Slope Engineering

Slope Stability,
Landslide Assessment,
and Retaining Wall Design

Steep ground, variable soils, and groundwater make slopes and retaining walls a high-consequence part of site development in Metro Vancouver and across B.C. We start by defining the problem clearly: geometry, soils, groundwater, drainage paths, vegetation, and nearby loads. Field work typically combines SPT/DCPT in boreholes, selective test pits or coring, piezometers for water levels and seasonal trends, and targeted lab testing (index properties, unit weight, gradation). Where stiffness or layering detail matters, we supplement with CPT or surface geophysics. The result is a reconciled ground model we can trust for stability checks and wall design.

What we analyze:

We evaluate static and seismic stability, sensitivity/strain-softening where applicable, and the effects of groundwater and surface runoff, then quantify expected movements. For retaining walls we check sliding, overturning, bearing, global stability, settlement, and seismic performance. Where hillside development or cuts are adjacent to existing buildings, we assess stability and set movement thresholds appropriate to the risk.

Stabilization & retaining solutions:

Stabilization begins with drainage and grading: interceptor/french drains, subdrains, toe relief, ditch improvements, and surface water management to keep the slope dry, especially through the wet season.

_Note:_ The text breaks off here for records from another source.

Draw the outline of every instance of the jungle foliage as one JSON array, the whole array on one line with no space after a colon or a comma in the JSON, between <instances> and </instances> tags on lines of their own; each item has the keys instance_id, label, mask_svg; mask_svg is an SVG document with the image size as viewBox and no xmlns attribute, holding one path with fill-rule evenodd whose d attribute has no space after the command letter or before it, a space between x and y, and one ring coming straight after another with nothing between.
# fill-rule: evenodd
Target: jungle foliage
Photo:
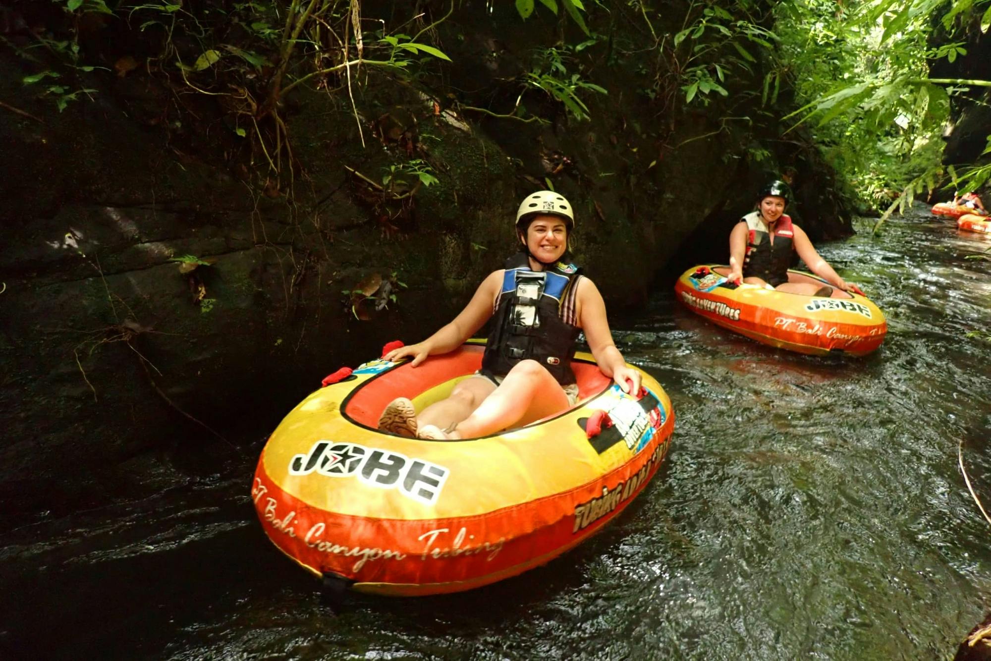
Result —
<instances>
[{"instance_id":1,"label":"jungle foliage","mask_svg":"<svg viewBox=\"0 0 991 661\"><path fill-rule=\"evenodd\" d=\"M788 75L802 104L786 119L814 127L826 162L866 203L891 202L881 222L926 190L969 191L991 177L991 165L941 163L951 104L985 104L991 81L930 76L986 36L991 1L804 0L775 11L773 75Z\"/></svg>"},{"instance_id":2,"label":"jungle foliage","mask_svg":"<svg viewBox=\"0 0 991 661\"><path fill-rule=\"evenodd\" d=\"M147 53L117 58L116 74L140 66L167 79L177 99L213 99L226 114L225 139L241 141L234 151L264 171L267 192L291 187L296 172L285 111L293 91L306 87L346 98L364 143L368 122L355 97L369 84L370 69L415 86L425 76L443 80L445 67L459 65L438 38L438 26L463 11L459 0L396 3L388 21L373 18L361 0L48 2L59 21L31 26L27 43L0 35L37 64L23 79L26 89L51 98L59 111L92 98L98 92L87 76L108 67L87 53L87 31L96 24L126 26L142 37ZM719 115L720 133L732 123L752 125L757 120L736 116L732 104L759 97L768 117L786 121L782 140L814 145L849 194L865 203L894 199L889 213L926 189L972 190L991 177L991 165L942 165L940 140L952 105L986 103L991 82L930 76L935 62L966 57L969 38L988 32L991 0L690 0L678 25L669 9L647 0L514 0L514 8L515 15L500 15L514 22L506 30L534 20L558 24L556 43L535 44L528 70L507 81L517 90L515 104L476 107L459 103L457 90L435 86L436 113L452 121L468 111L547 123L554 112L526 102L544 99L574 122L588 120L592 99L608 91L589 78L586 55L597 50L597 64L615 62L630 24L609 34L595 28L619 25L613 19L621 14L635 19L634 29L653 44L635 52L647 82L630 91L672 124L700 109ZM491 3L471 11L491 12ZM750 84L741 91L741 82ZM166 125L181 121L173 116ZM660 141L663 152L663 135ZM407 152L383 178L393 194L404 178L416 187L437 181L418 155ZM753 161L770 154L759 141L747 152Z\"/></svg>"}]
</instances>

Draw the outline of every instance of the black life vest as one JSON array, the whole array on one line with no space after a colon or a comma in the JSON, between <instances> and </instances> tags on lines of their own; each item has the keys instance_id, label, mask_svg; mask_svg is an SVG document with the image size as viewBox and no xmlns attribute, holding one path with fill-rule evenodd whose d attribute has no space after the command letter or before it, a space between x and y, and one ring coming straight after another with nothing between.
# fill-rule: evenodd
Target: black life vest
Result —
<instances>
[{"instance_id":1,"label":"black life vest","mask_svg":"<svg viewBox=\"0 0 991 661\"><path fill-rule=\"evenodd\" d=\"M760 277L771 286L788 281L788 268L792 266L795 250L795 230L790 216L782 214L774 224L774 243L770 241L767 224L759 211L748 213L740 219L747 226L746 255L743 258L743 276Z\"/></svg>"},{"instance_id":2,"label":"black life vest","mask_svg":"<svg viewBox=\"0 0 991 661\"><path fill-rule=\"evenodd\" d=\"M575 383L571 360L581 332L575 318L578 272L575 265L561 262L533 271L525 253L505 261L493 331L482 358L484 371L501 377L516 363L533 359L562 386Z\"/></svg>"}]
</instances>

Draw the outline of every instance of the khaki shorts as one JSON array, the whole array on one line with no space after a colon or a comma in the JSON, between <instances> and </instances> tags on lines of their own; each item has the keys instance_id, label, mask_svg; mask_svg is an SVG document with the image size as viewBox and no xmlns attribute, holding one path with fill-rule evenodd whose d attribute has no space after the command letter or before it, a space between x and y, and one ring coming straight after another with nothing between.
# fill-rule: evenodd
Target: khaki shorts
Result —
<instances>
[{"instance_id":1,"label":"khaki shorts","mask_svg":"<svg viewBox=\"0 0 991 661\"><path fill-rule=\"evenodd\" d=\"M485 370L479 370L478 372L475 373L475 376L482 377L483 379L488 379L490 382L496 385L496 387L501 386L502 380L505 379L505 377L496 377L496 375L490 374ZM576 403L578 403L578 384L569 384L567 386L562 386L561 388L564 390L564 393L568 395L569 406L574 406Z\"/></svg>"}]
</instances>

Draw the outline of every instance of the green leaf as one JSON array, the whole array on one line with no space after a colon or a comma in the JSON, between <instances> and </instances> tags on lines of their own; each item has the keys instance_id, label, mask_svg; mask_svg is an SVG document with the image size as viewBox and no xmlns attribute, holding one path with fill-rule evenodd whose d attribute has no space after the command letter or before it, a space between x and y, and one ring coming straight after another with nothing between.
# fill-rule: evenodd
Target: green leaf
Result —
<instances>
[{"instance_id":1,"label":"green leaf","mask_svg":"<svg viewBox=\"0 0 991 661\"><path fill-rule=\"evenodd\" d=\"M589 26L585 25L585 19L583 19L582 15L578 13L579 9L585 9L581 0L561 0L561 4L564 5L564 10L568 12L568 16L571 17L572 21L578 24L578 27L582 29L582 32L585 33L586 37L592 37L592 33L589 32Z\"/></svg>"},{"instance_id":2,"label":"green leaf","mask_svg":"<svg viewBox=\"0 0 991 661\"><path fill-rule=\"evenodd\" d=\"M30 85L48 76L52 76L53 78L57 78L58 74L55 73L55 71L42 71L41 73L35 73L34 75L24 76L23 78L21 78L21 82L23 82L25 85Z\"/></svg>"},{"instance_id":3,"label":"green leaf","mask_svg":"<svg viewBox=\"0 0 991 661\"><path fill-rule=\"evenodd\" d=\"M689 85L688 88L685 90L685 103L692 103L692 99L695 98L695 94L698 91L699 91L698 82L693 82L691 85Z\"/></svg>"},{"instance_id":4,"label":"green leaf","mask_svg":"<svg viewBox=\"0 0 991 661\"><path fill-rule=\"evenodd\" d=\"M220 59L220 54L216 51L204 51L203 55L196 58L196 63L192 65L193 70L202 71L210 68L214 62Z\"/></svg>"},{"instance_id":5,"label":"green leaf","mask_svg":"<svg viewBox=\"0 0 991 661\"><path fill-rule=\"evenodd\" d=\"M895 18L891 19L888 26L884 29L884 34L881 35L881 45L883 46L885 42L888 41L890 37L902 31L906 25L909 23L909 11L912 9L912 3L906 3L905 8L899 12ZM950 60L952 61L952 60Z\"/></svg>"},{"instance_id":6,"label":"green leaf","mask_svg":"<svg viewBox=\"0 0 991 661\"><path fill-rule=\"evenodd\" d=\"M585 87L587 89L591 89L594 92L599 92L600 94L606 94L606 95L608 95L608 91L607 90L606 90L603 87L600 87L597 84L594 84L594 83L591 83L591 82L586 82L584 80L580 84L582 85L582 87Z\"/></svg>"},{"instance_id":7,"label":"green leaf","mask_svg":"<svg viewBox=\"0 0 991 661\"><path fill-rule=\"evenodd\" d=\"M446 59L447 61L451 61L451 58L445 55L443 53L441 53L434 47L427 46L425 44L415 44L410 42L409 44L399 44L398 48L405 49L406 51L412 51L413 53L416 53L417 51L422 51L423 53L433 55L434 57L440 57L441 59Z\"/></svg>"},{"instance_id":8,"label":"green leaf","mask_svg":"<svg viewBox=\"0 0 991 661\"><path fill-rule=\"evenodd\" d=\"M269 63L269 60L264 56L258 55L257 53L252 53L251 51L243 51L236 46L231 46L230 44L223 44L222 48L231 53L232 55L241 57L246 62L254 66L255 68L262 68Z\"/></svg>"},{"instance_id":9,"label":"green leaf","mask_svg":"<svg viewBox=\"0 0 991 661\"><path fill-rule=\"evenodd\" d=\"M757 61L756 57L747 53L747 50L744 49L742 46L740 46L736 42L731 42L731 44L733 45L733 48L736 49L736 53L740 54L743 59L747 60L748 62Z\"/></svg>"}]
</instances>

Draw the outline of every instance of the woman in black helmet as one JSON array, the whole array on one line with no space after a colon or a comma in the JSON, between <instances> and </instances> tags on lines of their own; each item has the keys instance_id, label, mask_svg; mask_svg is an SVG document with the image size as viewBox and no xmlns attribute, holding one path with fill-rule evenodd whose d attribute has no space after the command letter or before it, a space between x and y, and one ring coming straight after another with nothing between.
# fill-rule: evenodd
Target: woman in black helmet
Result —
<instances>
[{"instance_id":1,"label":"woman in black helmet","mask_svg":"<svg viewBox=\"0 0 991 661\"><path fill-rule=\"evenodd\" d=\"M953 204L955 206L965 206L972 209L974 214L979 216L986 216L988 214L987 209L984 208L984 203L981 202L980 196L978 196L975 192L963 193L962 195L958 192L954 192Z\"/></svg>"},{"instance_id":2,"label":"woman in black helmet","mask_svg":"<svg viewBox=\"0 0 991 661\"><path fill-rule=\"evenodd\" d=\"M761 188L757 210L736 223L729 234L729 281L743 281L811 296L831 294L830 286L788 281L788 268L794 251L809 271L832 286L862 294L857 285L846 282L836 275L813 248L808 235L785 214L790 196L788 184L772 181Z\"/></svg>"},{"instance_id":3,"label":"woman in black helmet","mask_svg":"<svg viewBox=\"0 0 991 661\"><path fill-rule=\"evenodd\" d=\"M384 357L412 357L416 367L428 356L457 349L495 316L482 370L419 413L406 397L393 399L379 419L380 429L419 438L474 438L562 411L578 396L571 359L580 332L603 374L624 392L639 391L639 373L612 342L602 294L577 267L561 261L574 227L562 195L527 195L516 213L520 252L483 280L454 321Z\"/></svg>"}]
</instances>

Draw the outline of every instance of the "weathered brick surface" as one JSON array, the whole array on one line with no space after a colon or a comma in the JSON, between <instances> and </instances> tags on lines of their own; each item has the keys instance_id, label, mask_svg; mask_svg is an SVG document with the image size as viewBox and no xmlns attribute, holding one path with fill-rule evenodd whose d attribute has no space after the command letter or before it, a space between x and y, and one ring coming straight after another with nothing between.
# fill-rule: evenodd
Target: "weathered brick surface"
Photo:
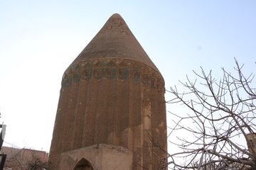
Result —
<instances>
[{"instance_id":1,"label":"weathered brick surface","mask_svg":"<svg viewBox=\"0 0 256 170\"><path fill-rule=\"evenodd\" d=\"M64 73L51 169L60 169L62 153L97 144L127 148L132 169L157 169L166 154L148 135L166 149L164 91L159 70L114 14Z\"/></svg>"}]
</instances>

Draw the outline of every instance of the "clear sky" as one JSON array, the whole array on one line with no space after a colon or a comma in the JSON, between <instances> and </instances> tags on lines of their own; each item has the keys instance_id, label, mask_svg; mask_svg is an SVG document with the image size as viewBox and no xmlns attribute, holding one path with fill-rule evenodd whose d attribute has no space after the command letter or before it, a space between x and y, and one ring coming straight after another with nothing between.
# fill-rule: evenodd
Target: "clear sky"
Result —
<instances>
[{"instance_id":1,"label":"clear sky","mask_svg":"<svg viewBox=\"0 0 256 170\"><path fill-rule=\"evenodd\" d=\"M0 0L4 145L49 150L63 74L113 13L169 89L201 66L220 78L234 57L255 72L255 0Z\"/></svg>"}]
</instances>

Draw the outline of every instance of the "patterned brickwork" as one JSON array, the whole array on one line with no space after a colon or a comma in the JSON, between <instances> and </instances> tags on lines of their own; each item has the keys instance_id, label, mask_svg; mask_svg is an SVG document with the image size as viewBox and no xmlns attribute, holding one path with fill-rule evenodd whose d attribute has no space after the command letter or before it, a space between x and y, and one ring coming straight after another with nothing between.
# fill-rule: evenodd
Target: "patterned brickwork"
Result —
<instances>
[{"instance_id":1,"label":"patterned brickwork","mask_svg":"<svg viewBox=\"0 0 256 170\"><path fill-rule=\"evenodd\" d=\"M115 17L110 21L117 22ZM102 28L99 33L118 30L132 36L129 31L122 31L127 26L121 21L121 28L111 31ZM119 34L117 38L124 39L123 34ZM102 40L102 36L100 38ZM134 170L157 169L166 153L152 144L149 135L166 149L164 79L141 46L127 53L125 49L135 49L126 44L129 42L116 45L117 49L110 43L107 57L106 46L102 52L97 47L93 50L92 46L100 43L95 42L98 38L96 35L63 74L50 151L50 170L59 169L62 153L97 144L132 151ZM125 40L136 40L133 35L129 38ZM111 38L110 41L114 40ZM114 53L115 56L110 55Z\"/></svg>"}]
</instances>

Where structure is required, we design solutions matched to soils, access, and budget: mechanically stabilized earth (MSE) and segmental retaining walls (SRW) (geogrid-reinforced and gravity resistance), anchored tie-back walls (shotcrete or reinforced concrete facing), soil-nailed walls, reinforced concrete walls, and tangent/secant pile walls where low deformation or groundwater cut-off is needed. In rock or hard till, we use bedrock anchors/rock bolts with shotcrete or mesh facings to stabilize cut slopes and escarpments. We also design landscape retaining walls for residential sites, properly engineered with drainage, setbacks, and wall heights suited to municipal requirements.

Single lots to subdivisions—local experience that matters

We handle everything from single-family slope stability assessments and small retaining walls to multi-lot subdivisions with tiered walls, stormwater integration, rock slope analysis and engineering, and staged construction. We have extensive experience in North Vancouver and West Vancouver sloping terrain and the Tsawwassen English Bluffs and the North Delta bluffs, where the City routinely requires modified Form S2 sign-off for building permits and expects wet-season considerations in the design and construction sequence. Our reports anticipate reviewer questions and spell out practical construction notes so approvals move faster.

How we deliver (investigation → design → permit → construction)

You’ll receive a clear stability/retaining report outlining the design assumptions, process, risks, and mitigation measures, that a reviewer can follow and a contractor can build, along with all the other details typically found in a geotechnical report. For permits we provide the required letters (e.g., modified Form S2 in North Delta and Letters of Assurance where applicable), along with drawings and specifications tailored to municipal checklists. During construction we perform field reviews at key stages, confirm subgrades and reinforcement, and monitor where warranted (survey points, inclinometers, piezometers) so decisions don’t hold up the site.

Slope Movement Monitoring

For active or sensitive slopes, we develop monitoring programs that begin with a survey baseline and defined trigger levels. Movement and pore-water response are then tracked through the wet season and during construction.

We install inclinometers at key cross-sections to measure subsurface shear and deformation, and pair them with standpipe or vibrating-wire piezometers to track groundwater levels. Surface movement is confirmed with survey prisms or targets, read by robotic total stations or GNSS. Where risk or access requires, we add in-place inclinometers and dataloggers with telemetry, creating dashboards that update automatically and issue green, amber, or red alerts as thresholds are approached.

Monitoring reports summarize trends, rates of movement, and recommended actions. These may include increasing monitoring frequency, tightening dewatering, adjusting excavation sequences, adding drainage or relief, or pausing work. This process gives owners and contractors timely, defensible information for decision-making.